For validation purposes, we utilized two distinct datasets. The first validation dataset consists of 1739 sarcoma samples sequenced on another panel, namely the FoundationOne®CDx (F1CDx) platform83,84 and is referred to as the F1CDx cohort. This panel utilizes a baitset targeting all coding exons of 309 cancer-related genes plus select introns from 34 genes frequently rearranged in cancer. Importantly, this panel includes baits for RAD51B and GID4, but not POT1. The second validation dataset, referred to as the Australian cohort, consists of 174 sarcoma samples profiled on the TSO500 panel, a targeted panel that contains baits for RAD51B and GID4, but not POT186. Samples selected passed filters set for tumor purity and sequencing depth.

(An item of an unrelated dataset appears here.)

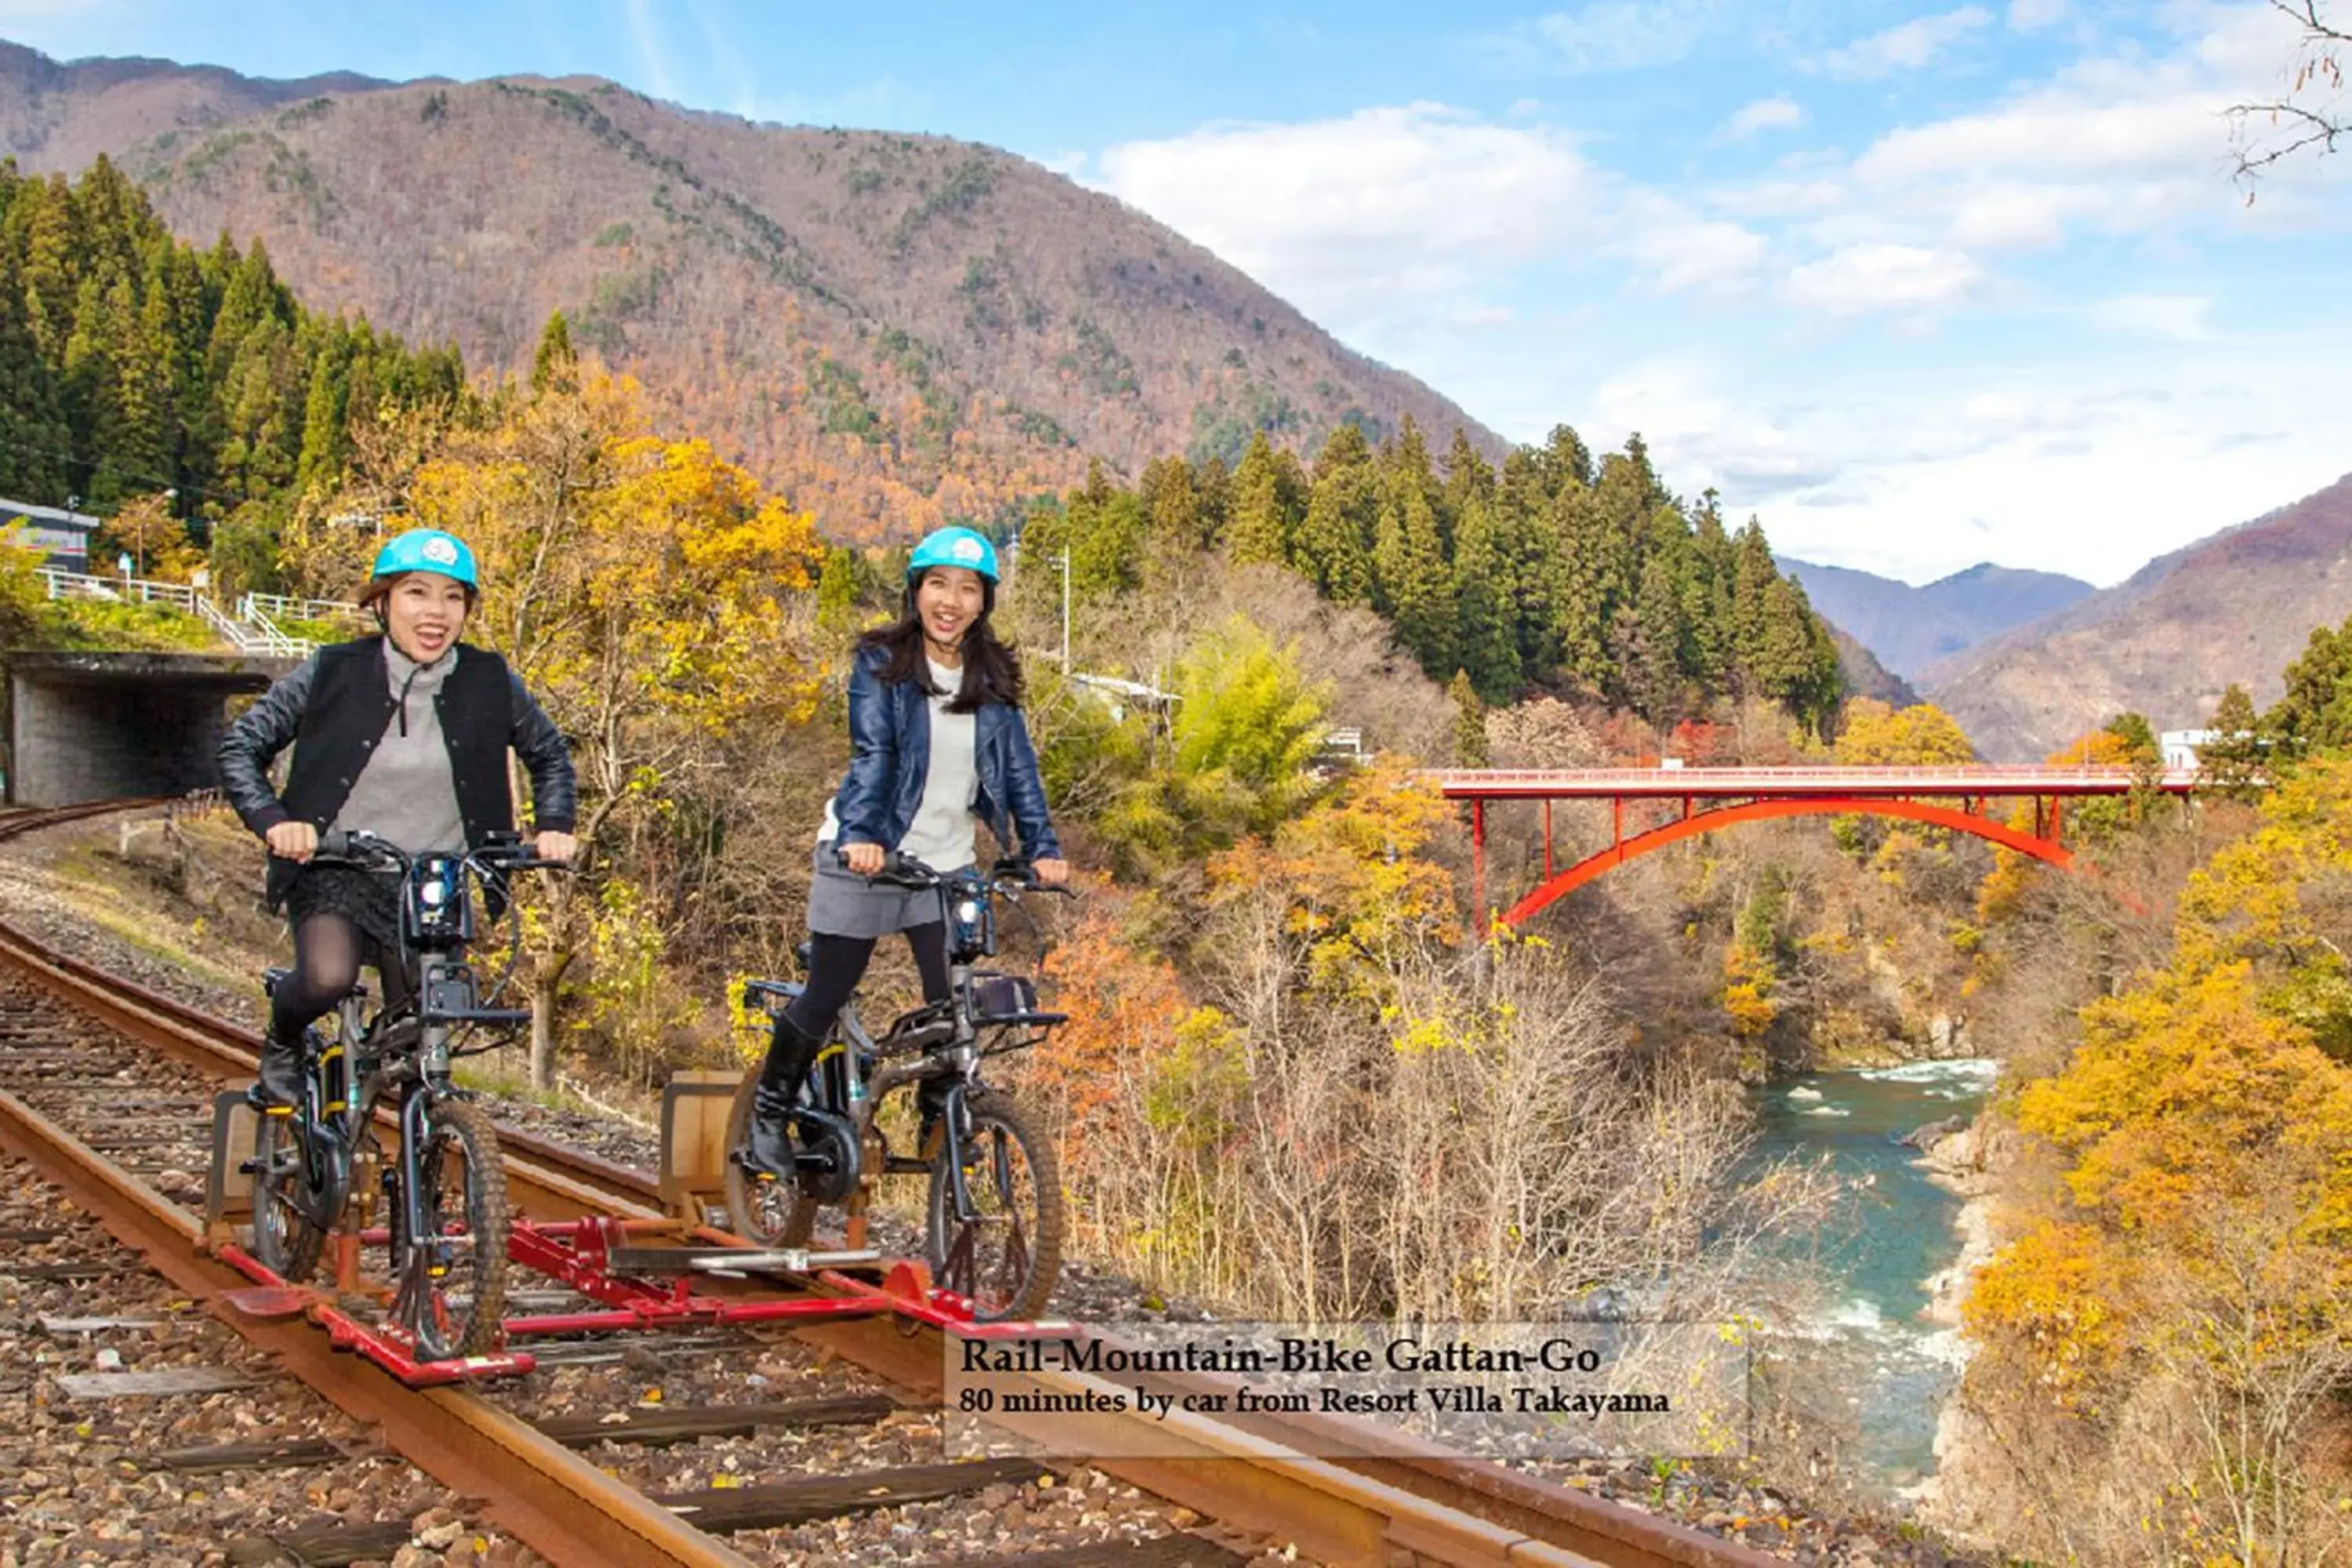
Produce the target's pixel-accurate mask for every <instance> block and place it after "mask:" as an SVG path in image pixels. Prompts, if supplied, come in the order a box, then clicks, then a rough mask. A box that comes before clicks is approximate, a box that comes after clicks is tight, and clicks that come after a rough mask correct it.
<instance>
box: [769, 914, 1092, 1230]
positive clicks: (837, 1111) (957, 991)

Survival analysis of CGDB cohort

The retrospective clinical analysis utilized the nationwide (US-based) Foundation Medicine–Flatiron Health real-world clinico-genomic database (CGDB, data collected through December 31, 2021) which includes electronic health record (EHR)–derived deidentified data for patients in the Flatiron Health database who underwent comprehensive genomic profiling by Foundation Medicine, linked by de-identified deterministic matching87. Institutional Review Board approval of the study protocol was obtained prior to study conduct and included a waiver of informed consent based on the observational, non-interventional nature of the study (WCG IRB, Protocol No. 420180044).

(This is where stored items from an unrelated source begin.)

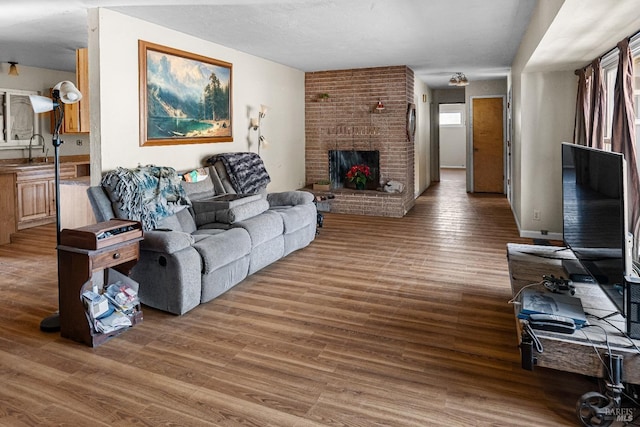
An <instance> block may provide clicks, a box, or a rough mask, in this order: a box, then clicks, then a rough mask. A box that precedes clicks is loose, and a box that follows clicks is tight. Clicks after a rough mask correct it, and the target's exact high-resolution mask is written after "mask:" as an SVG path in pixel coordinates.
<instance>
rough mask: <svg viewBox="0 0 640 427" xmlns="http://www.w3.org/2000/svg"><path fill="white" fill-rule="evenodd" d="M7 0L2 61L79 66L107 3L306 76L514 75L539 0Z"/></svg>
mask: <svg viewBox="0 0 640 427" xmlns="http://www.w3.org/2000/svg"><path fill="white" fill-rule="evenodd" d="M178 3H179V2H177V1H175V0H174V1H167V0H58V1H51V0H2V2H1V4H0V62H5V63H6V62H9V61H16V62H18V63H19V64H22V65H26V66H33V67H41V68H51V69H59V70H69V71H70V70H73V69H74V67H75V56H74V50H75V49H76V48H78V47H84V46H86V45H87V22H86V10H87V9H88V8H94V7H107V8H109V9H113V10H116V11H119V12H121V13H124V14H127V15H130V16H134V17H137V18H140V19H143V20H145V21H149V22H153V23H156V24H159V25H162V26H164V27H167V28H171V29H175V30H177V31H180V32H183V33H186V34H190V35H193V36H196V37H198V38H201V39H205V40H209V41H212V42H214V43H217V44H221V45H224V46H228V47H231V48H235V49H237V50H240V51H243V52H246V53H250V54H252V55H256V56H259V57H262V58H266V59H269V60H272V61H275V62H278V63H281V64H285V65H288V66H291V67H293V68H296V69H300V70H303V71H321V70H330V69H348V68H361V67H375V66H386V65H407V66H409V67H410V68H412V69H413V70H414V72H415V74H416V76H417V77H418V78H420V79H421V80H423V81H425V82H426V83H427V84H428V85H429V86H431V87H438V86H440V87H444V86H446V85H447V82H448V80H449V78H450V77H451V75H452V74H453V73H454V72H457V71H461V72H464V73H465V74H466V75H467V76H468V78H469V79H470V80H479V79H489V78H496V77H499V76H506V74H507V72H508V70H509V67H510V65H511V63H512V60H513V57H514V55H515V53H516V51H517V49H518V46H519V44H520V40H521V38H522V35H523V33H524V31H525V30H526V27H527V24H528V21H529V18H530V15H531V12H532V10H533V7H534V6H535V3H536V0H459V1H451V0H428V1H426V0H208V1H205V0H185V1H184V2H180V4H179V5H176V4H178Z"/></svg>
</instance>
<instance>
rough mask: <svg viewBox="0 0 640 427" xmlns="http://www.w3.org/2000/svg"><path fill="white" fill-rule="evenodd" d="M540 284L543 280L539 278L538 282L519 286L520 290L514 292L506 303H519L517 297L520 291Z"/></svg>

Clinical outcome data were available for 449 saroma patients, 213 of which were soft tissue sarcoma patients. Overall survival was calculated from date of metastatic diagnosis based on a composite mortality variable88. To account for left truncation, patients were treated as at risk of death only after the later of their first sequencing report date and their second visit in the Flatiron Health network on or after January 1, 2011, as both are requirements for inclusion in the cohort. For the Kaplan–Meier analyses, the log-rank test was used to compare between GID4 WT vs altered. Due to low sample count, survival analysis couldn’t be performed for RAD51B or POT1.

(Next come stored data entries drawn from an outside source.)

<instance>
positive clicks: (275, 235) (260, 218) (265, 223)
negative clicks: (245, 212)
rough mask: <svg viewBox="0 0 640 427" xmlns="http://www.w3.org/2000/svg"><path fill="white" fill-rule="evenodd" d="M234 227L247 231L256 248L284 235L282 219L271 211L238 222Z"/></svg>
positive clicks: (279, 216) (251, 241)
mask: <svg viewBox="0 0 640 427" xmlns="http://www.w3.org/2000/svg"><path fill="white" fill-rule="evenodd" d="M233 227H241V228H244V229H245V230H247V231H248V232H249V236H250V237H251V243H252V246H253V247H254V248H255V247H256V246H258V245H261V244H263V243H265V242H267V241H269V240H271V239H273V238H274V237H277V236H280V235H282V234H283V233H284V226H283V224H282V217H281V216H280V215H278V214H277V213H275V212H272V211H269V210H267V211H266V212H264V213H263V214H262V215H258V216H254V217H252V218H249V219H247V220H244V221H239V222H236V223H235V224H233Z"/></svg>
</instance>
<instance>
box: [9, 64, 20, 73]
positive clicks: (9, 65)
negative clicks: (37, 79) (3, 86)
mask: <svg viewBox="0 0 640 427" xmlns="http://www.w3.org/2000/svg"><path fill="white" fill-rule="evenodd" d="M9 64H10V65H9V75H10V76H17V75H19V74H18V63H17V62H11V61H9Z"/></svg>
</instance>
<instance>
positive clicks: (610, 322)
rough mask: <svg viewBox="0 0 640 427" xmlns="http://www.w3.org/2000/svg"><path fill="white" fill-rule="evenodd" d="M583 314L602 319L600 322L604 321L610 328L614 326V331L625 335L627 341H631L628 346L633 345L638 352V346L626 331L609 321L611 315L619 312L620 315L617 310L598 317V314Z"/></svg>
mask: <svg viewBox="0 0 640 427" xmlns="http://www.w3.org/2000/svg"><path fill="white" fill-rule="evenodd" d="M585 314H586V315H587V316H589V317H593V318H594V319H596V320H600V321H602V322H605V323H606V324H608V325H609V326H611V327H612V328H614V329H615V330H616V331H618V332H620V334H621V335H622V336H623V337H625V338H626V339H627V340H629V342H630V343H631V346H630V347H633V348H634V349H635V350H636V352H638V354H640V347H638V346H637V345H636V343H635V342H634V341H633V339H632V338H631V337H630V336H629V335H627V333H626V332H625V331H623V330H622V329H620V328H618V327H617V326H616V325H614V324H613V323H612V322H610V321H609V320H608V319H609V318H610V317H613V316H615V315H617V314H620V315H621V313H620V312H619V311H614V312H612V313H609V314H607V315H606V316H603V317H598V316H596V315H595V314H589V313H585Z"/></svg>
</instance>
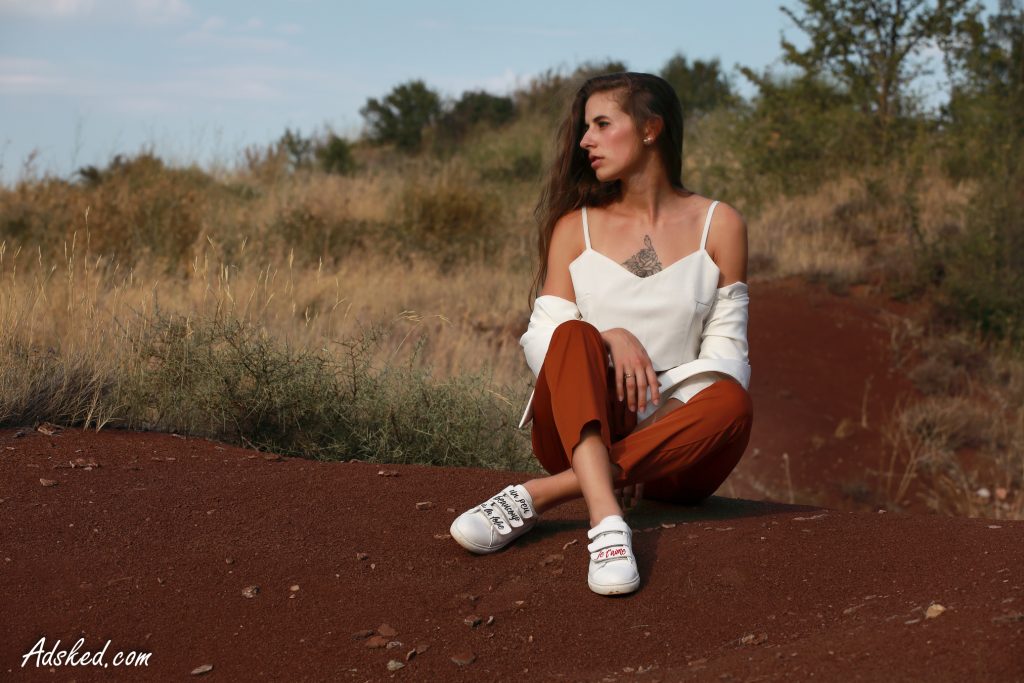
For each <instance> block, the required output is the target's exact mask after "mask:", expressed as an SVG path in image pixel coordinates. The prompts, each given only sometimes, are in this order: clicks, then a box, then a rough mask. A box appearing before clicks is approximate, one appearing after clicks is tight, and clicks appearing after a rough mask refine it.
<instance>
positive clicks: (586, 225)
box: [583, 207, 590, 250]
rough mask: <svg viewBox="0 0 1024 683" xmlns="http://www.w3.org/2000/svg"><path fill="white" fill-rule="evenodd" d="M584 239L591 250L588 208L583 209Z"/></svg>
mask: <svg viewBox="0 0 1024 683" xmlns="http://www.w3.org/2000/svg"><path fill="white" fill-rule="evenodd" d="M583 239H584V242H586V243H587V249H588V250H590V224H588V223H587V207H584V208H583Z"/></svg>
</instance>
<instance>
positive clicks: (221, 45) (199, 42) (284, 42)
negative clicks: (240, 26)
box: [179, 30, 288, 52]
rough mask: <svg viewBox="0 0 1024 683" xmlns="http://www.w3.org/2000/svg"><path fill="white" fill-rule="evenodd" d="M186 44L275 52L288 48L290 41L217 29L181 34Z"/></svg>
mask: <svg viewBox="0 0 1024 683" xmlns="http://www.w3.org/2000/svg"><path fill="white" fill-rule="evenodd" d="M179 40H180V42H182V43H184V44H186V45H207V46H210V47H219V48H222V49H233V50H248V51H253V52H275V51H279V50H283V49H286V48H287V47H288V41H287V40H283V39H281V38H259V37H257V36H237V35H225V34H222V33H217V32H216V31H205V30H200V31H189V32H188V33H186V34H184V35H183V36H181V38H180V39H179Z"/></svg>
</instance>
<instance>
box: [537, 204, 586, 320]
mask: <svg viewBox="0 0 1024 683" xmlns="http://www.w3.org/2000/svg"><path fill="white" fill-rule="evenodd" d="M584 246H585V245H584V239H583V211H582V210H581V209H574V210H572V211H569V212H568V213H566V214H565V215H563V216H562V217H561V218H559V219H558V220H557V221H555V225H554V228H553V229H552V232H551V244H549V245H548V270H547V274H546V276H545V281H544V287H543V288H542V289H541V294H542V295H543V294H553V295H555V296H559V297H561V298H563V299H568V300H569V301H575V291H574V290H573V288H572V276H571V274H570V273H569V263H571V262H572V261H573V260H574V259H575V257H578V256H579V255H580V254H582V253H583V250H584Z"/></svg>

Survival analysis of Australian cohort

Clinical outcome data were available for 235 sarcoma patients, 211 of which were soft tissue sarcoma patients. Overall survival was calculated from date of metastatic diagnosis. For the Kaplan–Meier analyses, the log-rank test was used to compare between GID4 WT vs altered. Due to low sample count, survival analysis couldn’t be performed for RAD51B or POT1.

Statistics

All statistical analyses were conducted using R (4.0.2)89. Wilcoxon rank sum (two-sided) and Kruskal-Wallis were used to test for differences between two groups or between multiple groups, respectively. To screen for genetic alterations associated with high telomeric content, we first identified samples with telomeric content values in the top quartile of their respective disease and those with low content in the bottom quartile and then performed a Fisher’s exact test to check for the enrichment of alterations across the baited genes. Results for all gene hits with a corrected P value < 0.05 after Bonferroni’s correction and an odds ratio >1 are plotted in Fig. 1B. For the analysis shown in Fig. 2F, we performed a Fisher’s exact test to check for the enrichment of amplifications across chromosome bands of chr17p in samples with telomeric content in the top quartile. MEGSA (version beta 2) was used to test for mutual exclusivity in Fig. 3B90. To denote significance, *p < 0.05, **p < 0.01, ***p < 0.001, and ****p < 0.0001, while ns denotes non-significant.

Reporting summary

Further information on research design is available in the Nature Research Reporting Summary linked to this article.